Katrien Forier

Katrien Forier

Contact

Katrien Forier
Biophotonic Imaging Group
Laboratory for General Biochemistry and Physical Pharmacy
Ghent University
Harelbekestraat 72
9000 Gent
Belgium
Tel: 0032 9 2648047 (secretary)
Tel: 0032 9 2648049 (direct)
Fax: 0032 9 2648189
E-mail: katrien.forier@UGent.be

Biography

2009–Present

PhD candidate at the lab of General Biochemistry and Physical Pharmacy of Ghent University.

2012-Present

Teaching Assistant on the subject of Physical Pharmacy (Practical exercises).

Academic years 2010-2011 and 2011-2012

Tutor for the Pharmaceutical Bachelor Test.

2004-2009

Studied Pharmaceutical sciences at the Catholic University of Leuven.  Graduated as Master of Science in Drug Development with the professional  title of pharmacist.
Master thesis subject: Improving the signal to noise ratio of a commercial surface plasmon resonance biosensor using nanoparticle and nanodisc arrays. The master thesis was a joint project between IMEC (Leuven) and the Chalmers University of Technology (Göteborg, Sweden).

Research interests

Biofilms, Cystic fibrosis, Advanced light microscopy methods, Burkholderia cepacia complex, Biophotonics, Drug Delivery, Nanotechnology, Biosensors, Surface Plasmon Resonance.

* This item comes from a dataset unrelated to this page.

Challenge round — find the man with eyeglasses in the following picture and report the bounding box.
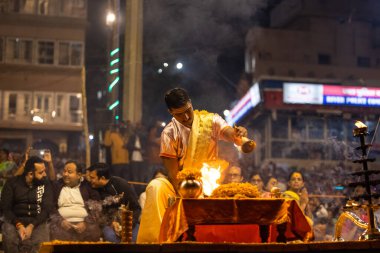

Summary of Research Project(s)

In my project, I’m trying to develop nanoparticles in such a way that they can be used to improve the treatment efficiency of pulmonary biofilm infections in cystic fibrosis patients. This is a 5-year project crammed into one sentence and I’m aware that it contains a lot of technical terms. Allow me to explain them.

Cystic fibrosis (CF) is a genetic disease which causes the mucus, which is present in the respiratory- , digestive- and reproductive tract, to become thick and sticky. In the lungs, the mucociliary clearance is crucial in keeping the lungs dust and pathogen free. In CF patients, this mechanism is failing and initiates a vicious cycle of infection, inflammation and destruction of lung tissue (Figure 1). This leads to pulmonary failure and early death of the patient. Despite of all the current knowledge on this disease, the average life expectancy of these patients is about 40 years.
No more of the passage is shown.